Les territoires de l’imaginaire
Si on ne devait juger un auteur que sur ses influences et ses livres de chevet, Neil Gaiman serait irréprochable : il avoue connaître Alice au pays des merveilles quasiment par cœur, il a grandi avec le Seigneur des anneaux et a dévoré dès le plus jeune âge la saga Narnia de C.S. Lewis. Des classiques de la littérature fantasy anglo-saxonne qui vont façonner son imaginaire et qui lui ont donné le goût des univers complexes et travaillés. Né dans la tranquille bourgade anglaise de Portchester d’une famille d’origine d’Europe de l’Est, Gaiman est le produit d’un melting pot imaginaire qui dépasse le cadre des frontières terrestres. En lui, se mélangent des mythes de toutes parts, des histoires et légendes qu’il va s’efforcer de raconter et réimaginer tout au long de sa carrière. Car la force de Neil Gaiman, c’est ça : être un conteur. Naviguant sans problème entre littérature adulte et jeunesse en passant par les comics, il échappe aux étiquettes. Son œuvre est dédiée à un grand thème : l’imaginaire.
Un auteur artisan
Il serait presque trop aisé de confondre l’auteur et une de ses créations les plus emblématiques, s’il n’y avait pas là un minimum de vérité. Neil Gaiman s’est fait connaître avec la parution de Sandman, un comic de 75 épisodes qui a durablement marqué les esprits de tous ceux qui ont lu ses pages envoutantes et inoubliables. Rêve, l’homme de sable titulaire, n’est pas sans rappeler la dégaine de rock star de son créateur (n’a-t-il pas commencé l’écriture par une biographie de Duran Duran ?). L’Anglais s’est marié en secondes noces avec la sulfureuse Amanda Palmer, un couple aussi médiatique que controversé dans la presse d’outre-Manche qui commente beaucoup les faits et gestes de ce couple engagé. Véritable personnage public, Gaiman partage ainsi sa vie entre sa terre natale et New York, publiant à un rythme soutenu romans, nouvelles, bandes dessinées… Une production en flux continu en accord avec sa vision de son art, qu’il considère comme son métier, une approche artisanale du métier d’écrivain. Loin d’être un écrivain de gare, il arrive à créer une œuvre riche, cohérente et profondément enracinée dans les mythes de l’humanité. Peu importe par quel média elle s’exprime, la plume de Neil Gaiman fait résonner en ses lecteurs l’écho des histoires qui nous habitent depuis les temps anciens.
Des hommes et des récits
Dans Sandman déjà, il revisitait certaines figures de la mythologie grecque, y mêlant les serial killers, les marabouts africains et autres éléments plus contemporains.
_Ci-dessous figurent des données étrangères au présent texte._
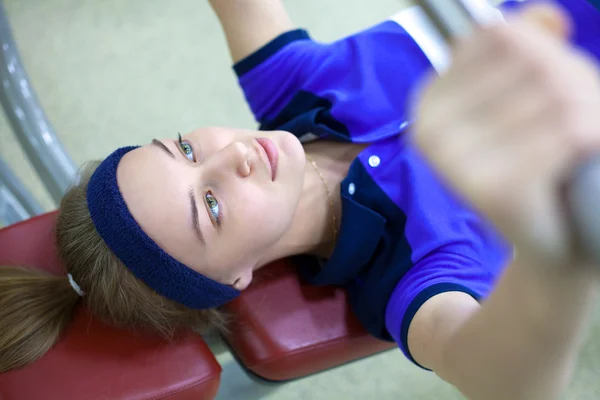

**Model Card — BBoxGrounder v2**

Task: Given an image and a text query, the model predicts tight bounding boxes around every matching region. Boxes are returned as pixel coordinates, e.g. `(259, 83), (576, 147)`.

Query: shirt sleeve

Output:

Gaiman n’a cessé de détourner le monde d’aujourd’hui en un miroir déformant des mythes anciens. American Gods, qui lui a valu de nombreux prix (et qui vient d’être adapté en série) est ainsi une confrontation entre les Dieux de l’Ancien Monde et ceux du nouveau, c’est-à-dire des États-Unis, société ultra-contemporaine, obsédée par la célébrité, la technologie et les drogues. Le Monarque de la vallée est la continuation de l’histoire de Shadow, personnage principal d’American Gods. Il y fait un voyage en Écosse, l’occasion pour Gaiman de réinterpréter la légende traditionnelle de Beowulf. Dans son livre précédent, La Mythologie viking, il racontait avec ses mots les légendes d’Odin, Thor et Loki, leur donnant un nouveau souffle épique, loin des versions pop culturelles de Marvel. De livre en livre, Gaiman affine sa vision, devenant de plus en plus poétique et sophistiquée. Un de ses sommets étant L’Océan au bout du chemin, chef-d’œuvre absolu d’écriture fantastique et de narration, où l’auteur abolit les frontières entre passé, présent et futur.
Se plonger dans un livre de Gaiman, c’est être comme les premiers hommes assis au coin du feu écoutant les récits de la création du monde par les shamans. Avoir cette impression de découvrir le monde qui nous entoure sous une lumière magique, intemporelle, profondément mystérieuse.